While mankind aspires set to foot on Mars, the harsh conditions of space are likely to make the long journey to the red planet a difficult one for the human body. However, a new study states that understanding the tiny zebrafish's process of hibernation may provide potential insights into helping humans be protected from the elements of space, especially radiations, during space flight. 

The study led by researchers from Queen's University Belfast demonstrated that when zebrafish are exposed to radiation, they are protected from it due to a hibernating process known as induced torpor. Deeper knowledge of the process, according to the authors, can help humans during space travel.

"We set out to determine if induced torpor is a viable countermeasure to the harmful effects of spaceflight. If humans could replicate a similar model of hibernation we have observed in the zebrafish, it could increase our chances of making humans a spacefaring species," said Prof. Gary Hardiman, senior author of the study, in a statement.

Lesser the Better

Mars
Mars (Representational Picture)Pixabay

Hibernation is a commonly observed physiological process in nature. It is a state where an organism enters metabolic depression (reduced metabolism) and engages in very minimal or no physical activity. The mechanism enables several organisms to survive adverse conditions such as low environmental temperatures and scarcity of food.

Most Hollywood sci-fi movies involving space travel often depict astronauts in a state of hibernation or stasis, and for good reason. Scientists believe that if humans can replicate the process of hibernation during space travel, it can help protect astronauts against the physical strains of space flight such as advanced aging and vascular problems, bone and muscle wastage, and radiation exposure.
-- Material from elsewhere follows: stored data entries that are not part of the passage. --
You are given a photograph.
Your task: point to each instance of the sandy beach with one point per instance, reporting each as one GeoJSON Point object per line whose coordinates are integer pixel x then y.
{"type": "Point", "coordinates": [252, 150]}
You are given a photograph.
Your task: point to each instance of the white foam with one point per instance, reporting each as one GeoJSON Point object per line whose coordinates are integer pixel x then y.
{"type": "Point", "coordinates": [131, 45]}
Torpor, a form of hibernation, is a brief spell of suspended animation. It usually lasts less than a day. When in torpor, an animal's metabolism, heartbeat, breathing, and body temperature are greatly reduced. Studies in squirrels have proven that torpor extends the survival times of irradiated squirrels when compared to active controls. Through the current study, the authors aimed to prove that inducing torpor can benefit human beings while traveling in space.

Making Zebrafish Hibernate

Zebrafish
Zebrafish (Representational Picture)Flick/ Thierry Marysael

Zebrafish (Danio rerio) is a freshwater fish that is native to South Asia. It is a popular choice in aquariums. Notably, it is also widely preferred as a vertebrate model organism for scientific research. They have been used by NASA researchers for a better part of this decade in similar experiments in space. 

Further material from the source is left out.